Is it possible to match an individual value using multifields?

What I meant to ask was: Is it possible to match an individual value in such a multislot?

woolfel sa...

One way to do that is with TESTCE, which looks like this in a rule.

(test (member$ ?var $?multivar) )

What I've done in the past is write a custom function and use it in a testce.

Johan Lindberg sa...

Yes, but (test (member$ ?var $?multivar)) tests if a value *exists* in the MultiField.

What I meant was if you could assign a value to a variable (value) given three other variables (x, y and z) to indicate a position within a nested multislot?

woolfel sa...

From Jess docs, it supports this.

Jess> (defrule match-list-with-bacon
(grocery-list $? bacon $?)
=>
(printout t "Yes, bacon is on the list" crlf))
TRUE

Jess> (assert (grocery-list eggs milk bacon))
<Fact-0>

Jess> (run)
Yes, bacon is on the list
1


does that answer your question?

Johan Lindberg sa...

does that answer your question?

Well, no.

I'm afraid we're talking past each other. I guess it's true what they say about communicating via blog posts, comments and forums ;-)
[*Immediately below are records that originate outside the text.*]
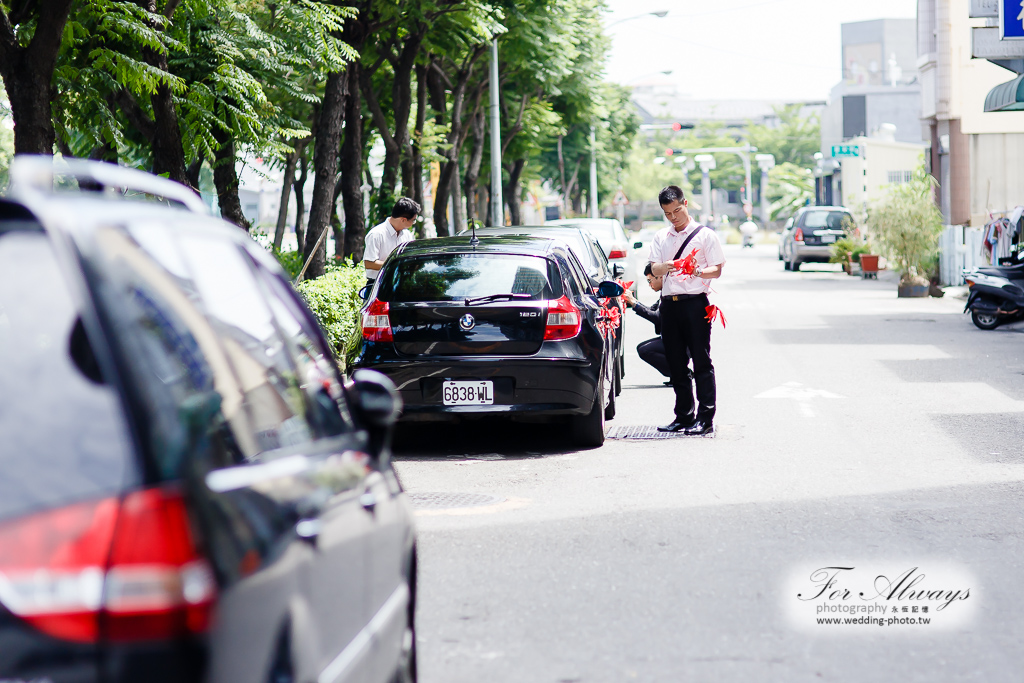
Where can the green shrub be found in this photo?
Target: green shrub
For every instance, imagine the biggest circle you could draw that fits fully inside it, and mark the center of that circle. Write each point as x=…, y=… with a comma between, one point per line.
x=907, y=223
x=334, y=299
x=291, y=261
It's quite possible (and probable) that I'm chasing after something I've misread in one of your comments.

I'm sorry to have wasted your time on this. It's very kind of you to keep answering and keep coming up with examples but I'll check out the latest Jamocha from SVN and experiment instead. That way, we can continue the discussion around working code instead of figments of my imagination ;-)

woolfel sa...

no problem. I think I see where I mis-interpreted it. You want to know the position of a given variable binding in a multislot right?

I think by default, JESS doesn't support that. You could always write a user function and use it from a TEST CE to determine the position of value in a multislot.